Last week, drilling contractor Helmerich & Payne bought Motive Drilling Technologies for up to US$100 million. The deal passed without much fanfare because of its size, perhaps, but it certainly deserves attention as a harbinger of what direction the oil industry is taking: automation—and further down the road, autonomy.

Motive is the creator of the Bit Guidance System, which uses algorithms to guide the process of directional drilling, effectively taking charge of drilling decision-making. According to the two companies, the technology enhances drilling efficiency, which lowers costs and improves output rates once a well is drilled.

Drilling efficiency is the latest focus in the post-crisis oil industry, but for the most part, industry players have been talking about it only in general terms.
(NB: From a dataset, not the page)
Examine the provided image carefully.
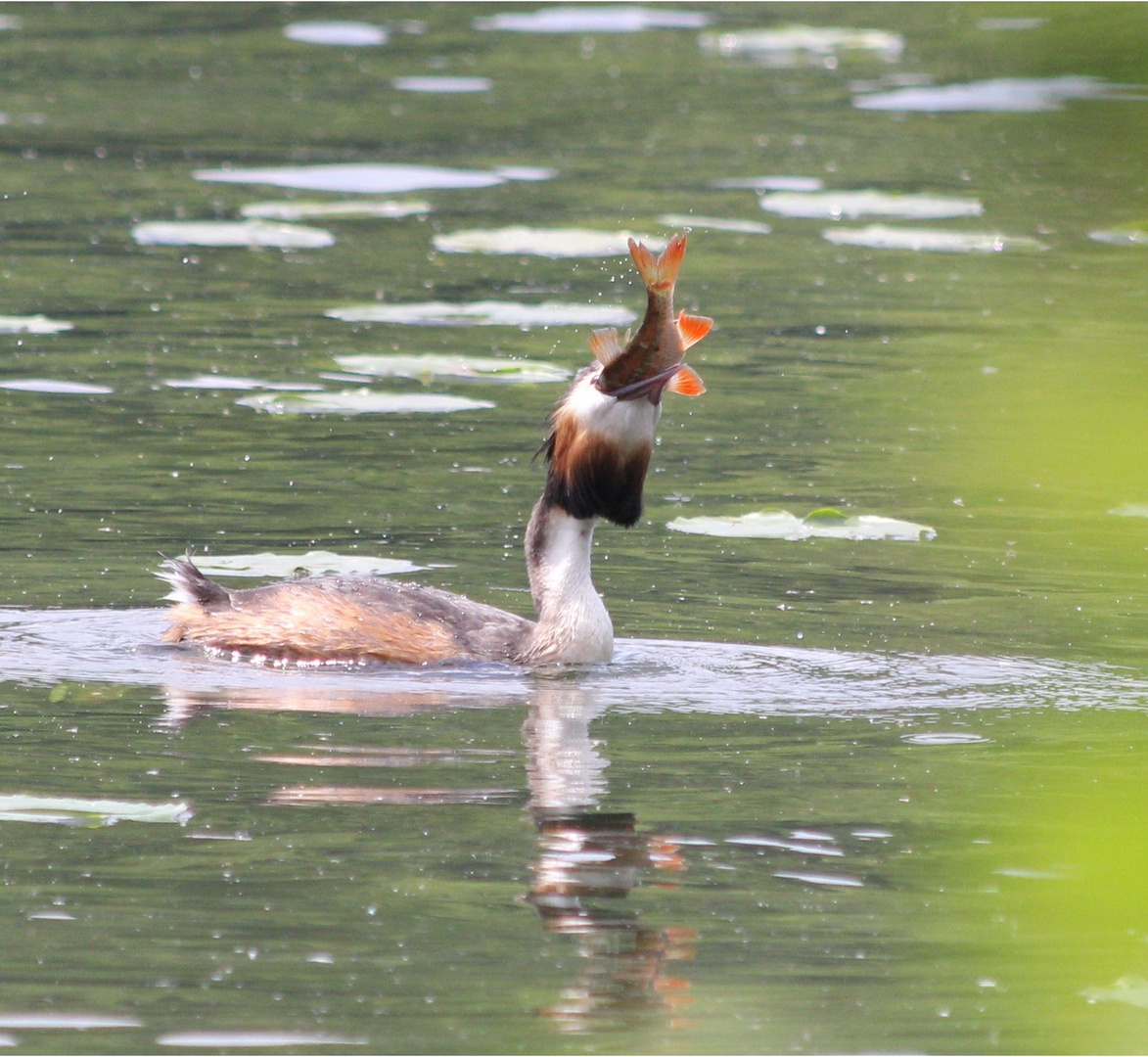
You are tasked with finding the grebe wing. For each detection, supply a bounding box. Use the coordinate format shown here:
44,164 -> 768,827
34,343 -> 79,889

The Bit Guidance System is a pretty specific example of this efficiency, as is Schlumberger’s Rig of the Future project.

The idea of an autonomous machine needing no ongoing input or manipulation by a human has garnered a lot of attention in recent years with a focus on self-driving cars, and more recently, trucks, which some argue will make a bigger splash than self-driving cars as their economic benefits outweigh those of cars.

The idea of a self-driving—or more accurately an “autonomous”—drilling rig sounds more far-fetched, but that’s probably because it’s not being talked about so much. This is about to change, and likely sooner rather than later.

Related: Europe Joins Race For Cheaper Batteries With New Gigafactory

Last year, McKinsey released a survey that showed the adoption of digital technologies could save oil and gas operators about a fifth of their capital expenditures and between 3 and 5 percent of their upstream operating expenses. That was at a time when the rush to cut costs was particularly intense. Now international prices have improved somewhat, but oil and gas companies are eager to continue lowering their breakeven point—something that service providers are only too happy to help them with—for a fair price.

One oil analyst, Richard Zeits, suggested in an analysis of the Helmerich & Payne/Motive acquisition that the deal may be the first of many of this kind, where smaller oilfield service providers partner with software development firms to gain a competitive advantage in an increasingly competitive industry. Also, these partnerships will make smaller players better positioned to take on the big boys such as Schlumberger, Halliburton, and Baker Hughes.

The taking-on will likely be mostly in the area of pricing—the big boys are not sitting idly by. They are also going digital and automated. Yet as a rule they charge more for their solutions, so prices will be the playing field. As Zeits points out, Schlumberger’s Rig of the Future sounds very attractive, but the fact that the company has control over the prices may push some potential clients away. Smaller, independent contractors, on the other hand, would be more flexible with pricing, forcing Schlumberger and its peers to adopt some of that flexibility themselves eventually.

Drillers will, as usual, be the ones to benefit most from this emerging competition on autonomous rigs. They will be able to further lower their costs and continue growing production. A future of autonomous rigs will very likely be a future of cheap oil.